Kenya is moving beyond policy ambition and towards legislative action in its regulation of artificial intelligence (AI), as reflected in the recently tabled draft Artificial Intelligence Bill, 2026 (AI Bill). To date, momentum has been more visible at the policy level, with instruments including the National AI Strategy 2025–2030 having been adopted and the formal policy drafting process being well underway.
The AI Bill has not yet been tabled before the Senate, but it has been published as a Senate Bill and was first read in the Senate in early April 2026. On 21 Apri, the Senate invited the public and interested stakeholders to comment on the AI Bill, which they must do by 5 May this year. Because it concerns county governments, it must also be considered by the National Assembly before it can be presented for presidential assent.
Whilst the Bill’s stated objectives of ethical use, transparency and the safeguarding of human rights are laudable in principle, several of its provisions raise concerns about regulatory overreach, legal uncertainty and the potential effect on innovation.
Key provisions
- Risk classification of AI systems
The Bill adopts a risk-based classification model, loosely modelled on the EU AI Act, with four categories: unacceptable risk (prohibited outright), high risk, limited risk, and minimal risk.
However, the Bill leaves the detailed criteria for classification to future regulations, creating significant uncertainty for businesses seeking to understand where their systems fall. The breadth of sectors designated as high risk including healthcare, finance, security, employment and public administration, risk capturing a very wide range of routine AI applications and imposing disproportionate compliance burdens.
- Obligations for high-risk AI systems
The compliance burden on providers and deployers of high-risk AI systems is considerable.
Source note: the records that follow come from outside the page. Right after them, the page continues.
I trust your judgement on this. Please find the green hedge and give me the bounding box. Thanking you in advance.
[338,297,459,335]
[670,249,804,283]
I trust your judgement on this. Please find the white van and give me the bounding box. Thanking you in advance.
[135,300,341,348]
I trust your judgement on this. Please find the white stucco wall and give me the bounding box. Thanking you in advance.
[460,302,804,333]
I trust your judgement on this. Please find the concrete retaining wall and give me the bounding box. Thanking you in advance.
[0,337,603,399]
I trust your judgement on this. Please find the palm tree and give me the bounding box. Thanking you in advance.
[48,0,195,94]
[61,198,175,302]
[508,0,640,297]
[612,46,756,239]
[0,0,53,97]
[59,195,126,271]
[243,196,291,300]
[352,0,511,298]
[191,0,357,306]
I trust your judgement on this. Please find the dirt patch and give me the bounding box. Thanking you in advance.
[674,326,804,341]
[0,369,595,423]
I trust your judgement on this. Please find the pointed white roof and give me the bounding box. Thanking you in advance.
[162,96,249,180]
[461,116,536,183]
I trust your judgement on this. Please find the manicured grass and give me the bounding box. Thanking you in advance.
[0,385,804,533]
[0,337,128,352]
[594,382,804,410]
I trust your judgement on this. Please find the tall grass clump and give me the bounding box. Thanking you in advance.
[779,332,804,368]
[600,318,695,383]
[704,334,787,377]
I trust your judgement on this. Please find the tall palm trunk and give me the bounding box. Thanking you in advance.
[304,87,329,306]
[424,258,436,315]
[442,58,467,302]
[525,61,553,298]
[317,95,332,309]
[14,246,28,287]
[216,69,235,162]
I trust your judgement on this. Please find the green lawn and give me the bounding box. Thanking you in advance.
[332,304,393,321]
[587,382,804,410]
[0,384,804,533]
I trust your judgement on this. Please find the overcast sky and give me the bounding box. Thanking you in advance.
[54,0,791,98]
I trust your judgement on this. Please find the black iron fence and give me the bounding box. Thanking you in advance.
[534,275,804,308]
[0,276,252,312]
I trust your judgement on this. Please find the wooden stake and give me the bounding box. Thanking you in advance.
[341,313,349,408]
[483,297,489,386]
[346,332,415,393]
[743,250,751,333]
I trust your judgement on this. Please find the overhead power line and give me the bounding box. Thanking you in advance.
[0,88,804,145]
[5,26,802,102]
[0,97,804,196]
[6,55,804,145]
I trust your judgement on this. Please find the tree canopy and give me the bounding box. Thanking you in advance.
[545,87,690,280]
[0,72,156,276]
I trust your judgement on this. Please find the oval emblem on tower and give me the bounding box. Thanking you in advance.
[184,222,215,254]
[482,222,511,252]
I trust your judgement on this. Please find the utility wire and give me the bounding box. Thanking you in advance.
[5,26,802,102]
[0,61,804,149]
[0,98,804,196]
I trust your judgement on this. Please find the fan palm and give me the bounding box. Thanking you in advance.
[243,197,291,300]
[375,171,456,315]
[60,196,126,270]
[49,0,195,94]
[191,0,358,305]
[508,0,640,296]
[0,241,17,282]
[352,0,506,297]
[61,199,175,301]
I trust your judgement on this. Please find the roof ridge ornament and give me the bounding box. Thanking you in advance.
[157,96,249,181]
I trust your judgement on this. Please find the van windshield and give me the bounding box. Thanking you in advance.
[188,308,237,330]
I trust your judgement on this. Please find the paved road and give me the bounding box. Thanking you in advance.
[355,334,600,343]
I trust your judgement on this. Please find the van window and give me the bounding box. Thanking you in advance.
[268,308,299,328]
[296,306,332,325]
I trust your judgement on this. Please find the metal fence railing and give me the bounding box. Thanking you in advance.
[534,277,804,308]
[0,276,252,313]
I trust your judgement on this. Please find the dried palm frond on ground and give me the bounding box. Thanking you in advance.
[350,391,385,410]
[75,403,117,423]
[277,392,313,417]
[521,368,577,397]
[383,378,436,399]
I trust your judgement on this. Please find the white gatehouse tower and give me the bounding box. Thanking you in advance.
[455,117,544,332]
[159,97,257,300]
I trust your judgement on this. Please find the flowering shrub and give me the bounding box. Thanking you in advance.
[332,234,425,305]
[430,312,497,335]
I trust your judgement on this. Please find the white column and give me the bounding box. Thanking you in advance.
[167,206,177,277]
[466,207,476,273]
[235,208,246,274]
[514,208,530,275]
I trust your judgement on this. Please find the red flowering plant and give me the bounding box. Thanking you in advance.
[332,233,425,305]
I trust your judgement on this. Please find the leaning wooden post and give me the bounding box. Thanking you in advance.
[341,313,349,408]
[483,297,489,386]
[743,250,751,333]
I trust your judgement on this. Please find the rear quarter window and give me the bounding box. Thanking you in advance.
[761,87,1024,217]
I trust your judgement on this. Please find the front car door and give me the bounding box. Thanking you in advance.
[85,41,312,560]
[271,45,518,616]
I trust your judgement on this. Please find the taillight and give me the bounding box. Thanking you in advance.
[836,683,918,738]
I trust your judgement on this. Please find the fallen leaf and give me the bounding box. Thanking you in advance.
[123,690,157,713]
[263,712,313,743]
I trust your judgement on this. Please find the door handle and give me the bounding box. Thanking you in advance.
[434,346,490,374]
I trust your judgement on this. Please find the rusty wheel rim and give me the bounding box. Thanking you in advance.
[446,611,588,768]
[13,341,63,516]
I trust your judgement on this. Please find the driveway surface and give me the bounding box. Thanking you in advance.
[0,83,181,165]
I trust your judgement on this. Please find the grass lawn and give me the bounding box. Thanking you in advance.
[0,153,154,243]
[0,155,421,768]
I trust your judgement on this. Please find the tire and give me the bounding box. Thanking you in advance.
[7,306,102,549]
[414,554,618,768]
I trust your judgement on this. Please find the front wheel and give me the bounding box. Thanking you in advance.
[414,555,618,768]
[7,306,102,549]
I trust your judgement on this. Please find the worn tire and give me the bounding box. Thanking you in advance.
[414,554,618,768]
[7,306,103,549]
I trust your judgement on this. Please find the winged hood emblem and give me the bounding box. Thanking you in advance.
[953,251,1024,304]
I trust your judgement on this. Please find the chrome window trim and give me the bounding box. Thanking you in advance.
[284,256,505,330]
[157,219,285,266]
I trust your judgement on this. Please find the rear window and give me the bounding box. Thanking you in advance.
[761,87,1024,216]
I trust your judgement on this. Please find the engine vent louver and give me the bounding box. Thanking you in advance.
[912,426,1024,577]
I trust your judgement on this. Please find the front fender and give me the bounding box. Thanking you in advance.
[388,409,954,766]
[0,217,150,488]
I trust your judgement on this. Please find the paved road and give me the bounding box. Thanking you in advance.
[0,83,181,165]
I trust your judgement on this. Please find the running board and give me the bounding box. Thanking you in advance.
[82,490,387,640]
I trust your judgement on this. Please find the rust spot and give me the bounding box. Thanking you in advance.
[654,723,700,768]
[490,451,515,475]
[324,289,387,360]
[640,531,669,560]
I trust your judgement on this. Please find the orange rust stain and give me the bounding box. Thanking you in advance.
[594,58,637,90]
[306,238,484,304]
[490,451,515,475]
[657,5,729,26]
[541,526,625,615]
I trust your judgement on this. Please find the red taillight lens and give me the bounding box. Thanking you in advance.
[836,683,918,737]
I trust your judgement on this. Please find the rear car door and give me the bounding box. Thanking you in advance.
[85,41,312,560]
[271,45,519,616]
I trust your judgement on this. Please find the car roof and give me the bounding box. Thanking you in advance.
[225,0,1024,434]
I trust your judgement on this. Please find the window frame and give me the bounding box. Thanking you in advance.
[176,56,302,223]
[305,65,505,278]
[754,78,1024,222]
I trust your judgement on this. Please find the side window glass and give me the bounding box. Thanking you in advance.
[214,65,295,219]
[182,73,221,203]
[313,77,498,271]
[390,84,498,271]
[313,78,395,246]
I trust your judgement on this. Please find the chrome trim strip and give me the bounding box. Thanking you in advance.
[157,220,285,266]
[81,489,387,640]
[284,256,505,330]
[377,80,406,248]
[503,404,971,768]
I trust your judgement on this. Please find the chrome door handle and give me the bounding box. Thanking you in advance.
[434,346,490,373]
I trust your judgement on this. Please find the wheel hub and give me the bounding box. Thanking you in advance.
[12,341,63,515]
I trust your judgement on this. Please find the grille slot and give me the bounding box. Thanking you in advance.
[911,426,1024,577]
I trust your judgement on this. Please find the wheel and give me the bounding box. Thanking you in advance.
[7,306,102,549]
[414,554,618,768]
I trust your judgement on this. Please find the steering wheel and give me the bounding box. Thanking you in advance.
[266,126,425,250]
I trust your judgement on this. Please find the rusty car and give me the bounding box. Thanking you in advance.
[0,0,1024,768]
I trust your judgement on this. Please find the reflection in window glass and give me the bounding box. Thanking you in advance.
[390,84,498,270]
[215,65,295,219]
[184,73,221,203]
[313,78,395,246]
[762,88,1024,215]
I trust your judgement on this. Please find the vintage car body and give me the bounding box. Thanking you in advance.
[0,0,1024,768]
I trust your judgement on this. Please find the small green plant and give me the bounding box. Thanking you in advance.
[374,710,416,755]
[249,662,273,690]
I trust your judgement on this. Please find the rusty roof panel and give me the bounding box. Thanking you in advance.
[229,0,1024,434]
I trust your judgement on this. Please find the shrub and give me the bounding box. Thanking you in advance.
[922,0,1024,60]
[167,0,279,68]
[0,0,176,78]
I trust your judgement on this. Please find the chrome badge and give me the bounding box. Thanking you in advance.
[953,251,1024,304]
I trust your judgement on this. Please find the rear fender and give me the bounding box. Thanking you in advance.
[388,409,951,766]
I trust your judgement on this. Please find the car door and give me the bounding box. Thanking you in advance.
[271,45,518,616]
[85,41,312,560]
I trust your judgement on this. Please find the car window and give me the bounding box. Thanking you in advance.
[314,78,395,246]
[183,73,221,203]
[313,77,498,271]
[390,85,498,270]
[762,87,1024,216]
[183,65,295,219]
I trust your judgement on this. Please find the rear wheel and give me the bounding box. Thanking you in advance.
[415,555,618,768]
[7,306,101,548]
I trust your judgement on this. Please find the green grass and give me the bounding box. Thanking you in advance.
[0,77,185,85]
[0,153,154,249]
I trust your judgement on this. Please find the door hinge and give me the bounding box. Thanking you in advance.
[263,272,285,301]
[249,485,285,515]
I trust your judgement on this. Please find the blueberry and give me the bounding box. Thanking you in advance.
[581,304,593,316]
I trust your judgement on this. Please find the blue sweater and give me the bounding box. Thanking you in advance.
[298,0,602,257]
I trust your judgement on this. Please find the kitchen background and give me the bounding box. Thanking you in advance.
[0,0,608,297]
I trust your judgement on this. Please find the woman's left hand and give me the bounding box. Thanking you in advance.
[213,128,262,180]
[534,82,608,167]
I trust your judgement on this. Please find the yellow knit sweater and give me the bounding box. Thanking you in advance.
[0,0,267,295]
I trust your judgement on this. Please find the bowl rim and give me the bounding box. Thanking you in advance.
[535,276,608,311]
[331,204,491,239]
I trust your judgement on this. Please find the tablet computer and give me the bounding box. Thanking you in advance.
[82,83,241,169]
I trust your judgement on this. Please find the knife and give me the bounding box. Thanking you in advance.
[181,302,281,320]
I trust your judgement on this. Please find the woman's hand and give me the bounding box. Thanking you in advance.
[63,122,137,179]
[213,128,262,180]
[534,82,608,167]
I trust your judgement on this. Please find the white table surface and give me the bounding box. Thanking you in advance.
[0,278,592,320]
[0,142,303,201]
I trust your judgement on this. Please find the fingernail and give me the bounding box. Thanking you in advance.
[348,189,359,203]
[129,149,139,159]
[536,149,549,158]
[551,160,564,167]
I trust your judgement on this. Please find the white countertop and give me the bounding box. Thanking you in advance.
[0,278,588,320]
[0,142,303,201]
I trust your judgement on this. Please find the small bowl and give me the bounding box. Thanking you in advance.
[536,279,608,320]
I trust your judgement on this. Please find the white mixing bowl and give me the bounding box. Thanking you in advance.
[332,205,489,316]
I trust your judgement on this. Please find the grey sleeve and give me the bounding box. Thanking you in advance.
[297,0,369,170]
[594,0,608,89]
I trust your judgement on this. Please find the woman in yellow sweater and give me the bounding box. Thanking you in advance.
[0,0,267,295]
Pre-deployment obligations include risk assessments and human rights impact assessments, transparency and explainability of decision-making, and the maintenance of records of data inputs, outputs and performance metrics for at least five years.
- Privacy and data protection
The Bill ties AI governance to Kenya’s Data Protection Act 2019, requiring high-risk AI providers and deployers to comply with that Act in relation to personal data processing, including conducting data protection impact assessments. Additionally, the layering of AI-specific obligations on top of existing data protection requirements risks creating a duplicative and potentially conflicting compliance regime.
- Transparency and disclosure
Notably, all providers and deployers of AI systems, not only high-risk ones, must disclose to users the nature, purpose and limitations of the system, the extent of automated decision-making, and the measures taken to mitigate biases. The universal application of this obligation, regardless of risk level, is arguably disproportionate and may impose unnecessary costs on low-risk or minimal-risk AI applications.
- The AI Commissioner
The Bill establishes the Office of the Artificial Intelligence Commissioner as an independent body with expansive enforcement powers, including the ability to enter premises, inspect AI systems, issue enforcement notices and impose administrative fines. The Commissioner will maintain a public register of high-risk AI systems. However, the breadth of the Commissioner’s powers raises questions about proportionality and the risk of inconsistent enforcement.
The Artificial Intelligence Bill, 2026 marks a significant step in Kenya’s digital regulatory landscape. Though its ultimate impact will depend on the legislative process ahead and the regulations that follow. While there is still a long road ahead, if enacted in its current form, the Bill will apply to any business that develops, deploys or uses AI systems in Kenya, including international businesses operating in the Kenyan market.